La transition énergétique en Afrique du Nord présente donc un double défi, tant en matière de gouvernance que de technologie. Les infrastructures, les contrats et les réseaux publics doivent apporter des bénéfices concrets aux communautés. La région ne pourra satisfaire ses besoins énergétiques et atteindre ses objectifs climatiques que si la souveraineté énergétique, l’équité et la responsabilité sont au cœur de cette transition.
Selon le rapport, des mécanismes juridiques et financiers sont également nécessaires pour rendre juridiquement contraignants les engagements en matière de dette climatique, ainsi que pour mettre en œuvre le principe du «pollueur-payeur» et d’autres mécanismes de responsabilisation afin de garantir que les États et les entreprises historiquement responsables des dommages climatiques assument pleinement leurs responsabilités.
Dans le chapitre consacré à la Tunisie, le rapport de Greenpeace Mena souligne un décalage structurel entre les ambitions déclarées et les capacités institutionnelles, ce qui «représente un défi majeur pour la transition énergétique» dans le pays.
Malgré des progrès juridiques et politiques significatifs, la mise en œuvre de ces cadres réglementaires se heurte à des obstacles importants liés à la complexité administrative, aux contraintes financières et aux capacités techniques limitées aux niveaux local et national, indique le rapport.

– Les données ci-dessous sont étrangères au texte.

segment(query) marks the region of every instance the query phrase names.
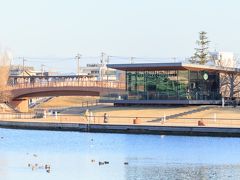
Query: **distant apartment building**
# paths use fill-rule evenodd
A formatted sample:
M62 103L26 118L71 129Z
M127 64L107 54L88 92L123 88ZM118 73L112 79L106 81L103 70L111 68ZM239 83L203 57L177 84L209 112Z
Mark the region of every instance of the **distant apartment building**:
M85 67L80 68L79 75L94 76L96 80L116 81L122 79L124 73L108 68L104 64L87 64Z

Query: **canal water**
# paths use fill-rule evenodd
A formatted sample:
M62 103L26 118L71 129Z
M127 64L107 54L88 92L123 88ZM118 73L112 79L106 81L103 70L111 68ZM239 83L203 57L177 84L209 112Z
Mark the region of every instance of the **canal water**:
M0 179L240 179L240 138L0 129Z

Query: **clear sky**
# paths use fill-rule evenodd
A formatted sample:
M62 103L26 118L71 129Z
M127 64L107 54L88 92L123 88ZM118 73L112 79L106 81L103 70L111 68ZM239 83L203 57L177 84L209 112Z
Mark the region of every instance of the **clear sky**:
M0 0L0 44L15 57L185 57L204 30L211 49L240 53L239 8L239 0Z

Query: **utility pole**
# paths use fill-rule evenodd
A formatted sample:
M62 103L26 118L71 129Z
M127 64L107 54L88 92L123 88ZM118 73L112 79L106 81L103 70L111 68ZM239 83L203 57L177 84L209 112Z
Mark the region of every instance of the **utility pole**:
M105 63L105 60L104 60L104 56L105 56L105 53L102 52L101 53L101 59L100 59L100 62L101 62L101 65L104 66L106 63Z
M130 57L130 64L134 63L134 57Z
M45 65L44 64L41 64L41 73L42 73L42 76L43 76L43 73L44 73L44 67L45 67Z
M25 76L25 61L26 61L26 59L23 57L22 61L23 61L22 71L23 71L23 76Z
M77 54L76 55L76 60L77 60L77 75L79 75L80 74L80 71L79 71L79 66L80 66L80 59L81 59L81 54Z

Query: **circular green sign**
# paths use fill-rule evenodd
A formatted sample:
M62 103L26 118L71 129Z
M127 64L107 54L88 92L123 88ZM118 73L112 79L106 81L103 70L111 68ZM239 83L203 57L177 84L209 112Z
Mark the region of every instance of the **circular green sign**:
M204 79L204 80L207 80L207 79L208 79L208 74L207 74L207 73L204 73L204 74L203 74L203 79Z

Dans les trois pays étudiés, Greenpeace Mena souligne la quasi-absence de mécanismes de propriété communautaire et de partage des revenus dans les plans nationaux. Les cadres réglementaires régissant les projets de production d’énergie privilégient souvent les investisseurs au détriment des communautés, ce qui aggrave les inégalités d’accès aux avantages des énergies renouvelables et limite le soutien public à la transition énergétique.

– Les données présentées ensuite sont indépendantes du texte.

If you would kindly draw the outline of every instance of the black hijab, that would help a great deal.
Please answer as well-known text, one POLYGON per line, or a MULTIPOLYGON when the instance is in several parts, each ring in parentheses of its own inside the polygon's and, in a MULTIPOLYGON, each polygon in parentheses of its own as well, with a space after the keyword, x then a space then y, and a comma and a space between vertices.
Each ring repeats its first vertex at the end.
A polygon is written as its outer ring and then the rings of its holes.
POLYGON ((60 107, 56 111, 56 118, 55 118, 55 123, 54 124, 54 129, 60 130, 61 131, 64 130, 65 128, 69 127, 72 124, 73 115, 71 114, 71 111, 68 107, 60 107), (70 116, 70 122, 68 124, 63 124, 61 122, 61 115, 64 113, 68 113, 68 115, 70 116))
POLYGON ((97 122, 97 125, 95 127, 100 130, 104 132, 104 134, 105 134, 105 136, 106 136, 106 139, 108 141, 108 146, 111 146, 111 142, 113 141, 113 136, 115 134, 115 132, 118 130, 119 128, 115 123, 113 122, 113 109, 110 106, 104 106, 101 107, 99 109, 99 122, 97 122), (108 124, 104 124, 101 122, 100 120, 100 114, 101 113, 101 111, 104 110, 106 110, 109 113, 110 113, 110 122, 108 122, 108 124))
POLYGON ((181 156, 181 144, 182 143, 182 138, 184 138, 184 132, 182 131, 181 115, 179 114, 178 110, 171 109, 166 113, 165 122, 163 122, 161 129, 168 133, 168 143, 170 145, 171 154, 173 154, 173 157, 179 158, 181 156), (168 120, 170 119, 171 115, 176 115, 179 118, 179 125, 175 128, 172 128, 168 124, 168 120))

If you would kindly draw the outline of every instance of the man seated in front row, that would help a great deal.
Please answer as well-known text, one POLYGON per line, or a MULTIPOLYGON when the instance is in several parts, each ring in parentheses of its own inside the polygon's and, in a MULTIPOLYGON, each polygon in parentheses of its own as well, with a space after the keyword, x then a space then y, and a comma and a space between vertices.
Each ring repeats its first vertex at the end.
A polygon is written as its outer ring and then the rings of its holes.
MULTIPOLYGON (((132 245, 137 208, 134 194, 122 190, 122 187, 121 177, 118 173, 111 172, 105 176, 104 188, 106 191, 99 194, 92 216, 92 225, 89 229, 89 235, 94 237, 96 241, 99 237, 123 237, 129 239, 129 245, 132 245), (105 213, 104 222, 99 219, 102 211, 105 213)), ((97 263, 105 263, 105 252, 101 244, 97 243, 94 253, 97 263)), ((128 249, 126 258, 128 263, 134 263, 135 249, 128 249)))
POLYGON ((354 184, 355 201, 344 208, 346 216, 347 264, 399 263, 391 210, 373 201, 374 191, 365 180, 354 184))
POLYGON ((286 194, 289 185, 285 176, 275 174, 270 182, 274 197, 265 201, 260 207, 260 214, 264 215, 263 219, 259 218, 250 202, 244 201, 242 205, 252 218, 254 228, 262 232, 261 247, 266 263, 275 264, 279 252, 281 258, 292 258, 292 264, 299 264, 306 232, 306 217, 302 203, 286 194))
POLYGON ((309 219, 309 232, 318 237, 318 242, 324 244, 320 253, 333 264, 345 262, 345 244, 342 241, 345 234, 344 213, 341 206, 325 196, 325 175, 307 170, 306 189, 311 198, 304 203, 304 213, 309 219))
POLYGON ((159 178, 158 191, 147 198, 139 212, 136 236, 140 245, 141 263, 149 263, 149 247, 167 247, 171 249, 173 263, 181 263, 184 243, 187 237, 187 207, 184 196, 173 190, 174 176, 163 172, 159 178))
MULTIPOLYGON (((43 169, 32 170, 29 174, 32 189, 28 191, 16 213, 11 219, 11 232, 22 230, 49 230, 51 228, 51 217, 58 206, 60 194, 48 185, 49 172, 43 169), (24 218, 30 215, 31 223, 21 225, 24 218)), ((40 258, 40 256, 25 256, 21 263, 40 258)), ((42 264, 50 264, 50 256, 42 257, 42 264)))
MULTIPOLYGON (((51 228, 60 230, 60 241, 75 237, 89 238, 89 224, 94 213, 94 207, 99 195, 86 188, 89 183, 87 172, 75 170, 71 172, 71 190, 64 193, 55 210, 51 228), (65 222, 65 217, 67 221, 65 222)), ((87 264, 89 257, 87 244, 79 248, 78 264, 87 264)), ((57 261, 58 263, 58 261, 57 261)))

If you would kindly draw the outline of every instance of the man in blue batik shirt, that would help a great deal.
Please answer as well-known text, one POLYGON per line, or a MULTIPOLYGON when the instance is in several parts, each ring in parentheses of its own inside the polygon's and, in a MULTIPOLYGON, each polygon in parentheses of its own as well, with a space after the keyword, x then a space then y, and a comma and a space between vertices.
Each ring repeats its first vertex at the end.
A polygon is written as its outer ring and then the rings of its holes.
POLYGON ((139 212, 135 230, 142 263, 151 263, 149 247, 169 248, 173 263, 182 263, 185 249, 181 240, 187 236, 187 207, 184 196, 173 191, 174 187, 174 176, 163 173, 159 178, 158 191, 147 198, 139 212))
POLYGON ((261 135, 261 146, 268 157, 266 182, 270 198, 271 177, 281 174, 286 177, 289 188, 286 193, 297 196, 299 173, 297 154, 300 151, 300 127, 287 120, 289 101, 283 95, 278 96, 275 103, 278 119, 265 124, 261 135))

Le rapport note cependant que la Tunisie bénéficie d’un excellent ensoleillement : la plupart des régions intérieures et méridionales reçoivent entre 2 000 et 2 300 kilowattheures par mètre carré et par an, tandis que les régions du nord et du centre connaissent des vents modérés.
Le plan solaire tunisien, lancé en 2009 et modifié à plusieurs reprises, vise à atteindre 30 % d’énergies renouvelables dans le mix électrique d’ici 2030. Or, cette part est restée inférieure à 5 % en 2024, témoignant d’une mise en œuvre insuffisante.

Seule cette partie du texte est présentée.